Important Takeaways, Courtesy of J.D. Power:
- Retail buyers are on pace to spend $47.5 billion on new vehicles, up $1.3 billion year-over-year.
- Truck/SUVs account for 78% of new vehicle retail sales in April.
- The average new vehicle retail transaction price is expected to reach $46,044, a 2% year-over-year increase. The previous high for any month was $47,362, set in December 2022.
- Average interest rates for new-vehicle loans are expected to increase to 6.85%, 227 basis points higher than a year ago.
- Total retailer profit per unit, which includes grosses and finance and insurance income, is expected to reach $3,755. While this is 24.5% lower than a year ago, it is still more than double the amount of April 2019.
- Fleet sales are expected to total 229,100 units in April, up 33.3% year-over-year on a selling day adjusted basis. Fleet volume is expected to account for 17% of total light vehicle sales, up from 14% year-over-year.
“As we look to May, the asymmetrical market positions of each manufacturer could become more apparent. Brands with higher inventory levels may participate in the tradition of Memorial Day promotions and discounts to generate sales, while other brands that are still struggling with production will have to decide whether or not to compete on price. The disparity in inventory may result in unbalanced year-over-year sales results among manufacturers,” King says.
“Despite these challenges, including elevated interest rates, consumer demand has demonstrated remarkable resilience. Therefore, we can anticipate that manufacturers and retailers will continue to benefit from historically high profitability on the vehicles they sell.”
U.S. Used Market
Wholesale used-vehicle prices (on a mix-, mileage- and seasonally-adjusted basis) decreased 2.1% from April in the first 15 days of May. The mid-month Manheim Used Vehicle Value Index dropped to 225.9 – down 7% year-over-year.
According to Manheim, all eight major market segments posted seasonally-adjusted prices that were lower year-over-year in the first half of May. In fact, only pickups and compact cars (3.9% and 6.6%, respectively) lost less compared to the overall industry in seasonally adjusted year-over-year changes. The remaining segments declined between 7.4% and 14.3%, with sports cars dipping the most.
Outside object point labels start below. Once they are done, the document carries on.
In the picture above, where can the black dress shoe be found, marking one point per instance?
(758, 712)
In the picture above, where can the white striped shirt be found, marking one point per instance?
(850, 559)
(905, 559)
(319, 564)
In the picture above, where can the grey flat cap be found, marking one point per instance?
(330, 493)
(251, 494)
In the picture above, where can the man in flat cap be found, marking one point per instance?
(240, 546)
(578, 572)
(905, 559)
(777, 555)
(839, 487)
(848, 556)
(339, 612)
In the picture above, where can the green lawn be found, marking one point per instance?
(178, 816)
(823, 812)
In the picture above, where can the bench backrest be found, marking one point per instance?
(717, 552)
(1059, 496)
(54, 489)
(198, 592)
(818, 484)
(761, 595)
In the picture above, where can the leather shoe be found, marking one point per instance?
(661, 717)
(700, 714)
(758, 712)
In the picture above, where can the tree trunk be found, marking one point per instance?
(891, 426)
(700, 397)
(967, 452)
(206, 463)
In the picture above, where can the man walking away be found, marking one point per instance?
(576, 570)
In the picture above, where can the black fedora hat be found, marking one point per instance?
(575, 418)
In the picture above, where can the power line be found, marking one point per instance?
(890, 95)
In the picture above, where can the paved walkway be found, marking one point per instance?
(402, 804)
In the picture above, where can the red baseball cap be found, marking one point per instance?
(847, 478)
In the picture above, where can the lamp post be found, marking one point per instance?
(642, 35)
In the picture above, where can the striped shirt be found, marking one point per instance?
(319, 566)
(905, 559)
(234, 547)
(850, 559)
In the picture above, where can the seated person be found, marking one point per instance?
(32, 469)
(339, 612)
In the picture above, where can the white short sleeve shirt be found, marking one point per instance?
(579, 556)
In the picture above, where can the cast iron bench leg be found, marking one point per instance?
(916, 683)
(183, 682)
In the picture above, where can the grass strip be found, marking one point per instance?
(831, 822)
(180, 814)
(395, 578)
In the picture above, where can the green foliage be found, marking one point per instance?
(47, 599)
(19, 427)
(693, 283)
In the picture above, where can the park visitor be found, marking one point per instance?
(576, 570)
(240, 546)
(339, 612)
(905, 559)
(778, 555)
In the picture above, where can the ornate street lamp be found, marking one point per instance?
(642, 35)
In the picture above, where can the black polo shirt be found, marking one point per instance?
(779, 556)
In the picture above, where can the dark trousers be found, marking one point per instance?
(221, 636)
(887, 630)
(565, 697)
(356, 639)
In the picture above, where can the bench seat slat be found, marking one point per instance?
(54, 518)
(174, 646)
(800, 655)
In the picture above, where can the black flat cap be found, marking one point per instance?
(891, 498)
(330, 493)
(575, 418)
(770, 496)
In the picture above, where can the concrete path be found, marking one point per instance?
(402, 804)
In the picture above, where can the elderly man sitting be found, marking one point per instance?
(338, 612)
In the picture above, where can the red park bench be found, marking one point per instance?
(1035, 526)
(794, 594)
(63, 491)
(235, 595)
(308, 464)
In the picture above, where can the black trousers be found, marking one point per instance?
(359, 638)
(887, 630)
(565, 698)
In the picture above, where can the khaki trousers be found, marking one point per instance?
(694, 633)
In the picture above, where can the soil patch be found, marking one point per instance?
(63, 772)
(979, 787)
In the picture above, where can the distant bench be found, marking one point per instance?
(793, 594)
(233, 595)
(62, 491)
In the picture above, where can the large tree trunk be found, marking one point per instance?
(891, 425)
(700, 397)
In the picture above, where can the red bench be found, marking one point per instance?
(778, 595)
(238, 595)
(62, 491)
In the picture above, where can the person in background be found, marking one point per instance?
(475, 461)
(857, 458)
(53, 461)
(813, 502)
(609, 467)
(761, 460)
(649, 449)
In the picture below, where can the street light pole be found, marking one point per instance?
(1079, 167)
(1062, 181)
Seven of the eight major segments saw price decreases compared to April, with losses ranging from 1.7% to 7%, while vans were flat.
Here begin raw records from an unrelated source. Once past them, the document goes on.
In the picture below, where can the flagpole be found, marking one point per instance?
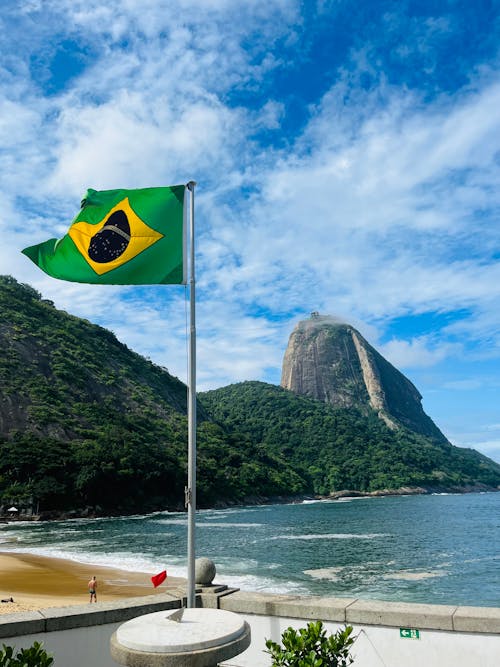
(191, 487)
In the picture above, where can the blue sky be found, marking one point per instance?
(347, 157)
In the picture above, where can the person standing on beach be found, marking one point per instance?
(93, 589)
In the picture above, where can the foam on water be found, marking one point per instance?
(440, 549)
(330, 536)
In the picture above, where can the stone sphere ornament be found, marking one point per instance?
(204, 571)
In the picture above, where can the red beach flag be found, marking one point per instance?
(157, 579)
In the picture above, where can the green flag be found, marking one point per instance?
(120, 237)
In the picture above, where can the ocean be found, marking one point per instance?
(440, 549)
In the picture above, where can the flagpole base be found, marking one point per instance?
(200, 638)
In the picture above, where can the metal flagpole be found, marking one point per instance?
(191, 486)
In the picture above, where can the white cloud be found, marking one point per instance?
(419, 352)
(383, 204)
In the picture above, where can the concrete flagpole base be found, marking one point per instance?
(182, 638)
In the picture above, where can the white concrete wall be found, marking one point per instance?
(381, 647)
(449, 636)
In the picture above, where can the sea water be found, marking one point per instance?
(441, 549)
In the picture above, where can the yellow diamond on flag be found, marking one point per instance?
(119, 237)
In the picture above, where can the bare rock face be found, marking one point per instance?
(331, 361)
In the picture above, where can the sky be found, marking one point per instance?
(347, 160)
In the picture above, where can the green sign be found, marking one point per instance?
(409, 633)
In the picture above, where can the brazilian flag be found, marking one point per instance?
(120, 237)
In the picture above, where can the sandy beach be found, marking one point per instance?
(38, 582)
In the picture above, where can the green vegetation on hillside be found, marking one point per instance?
(87, 423)
(335, 449)
(90, 426)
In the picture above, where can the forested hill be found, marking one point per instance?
(335, 449)
(88, 425)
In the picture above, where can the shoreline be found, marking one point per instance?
(263, 500)
(38, 582)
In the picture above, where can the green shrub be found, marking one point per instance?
(310, 647)
(34, 656)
Used vehicle price declines are resulting in less trade-in equity for new-vehicle buyers. Currently, JD Power says the average trade-in equity is approximately $9,162 – down $363 from a year ago and $908 since the peak in June 2022. For context: trade equity is more than double the pre-pandemic level, thus helping owners with a vehicle to trade in offset some of the pricing and interest rate hikes.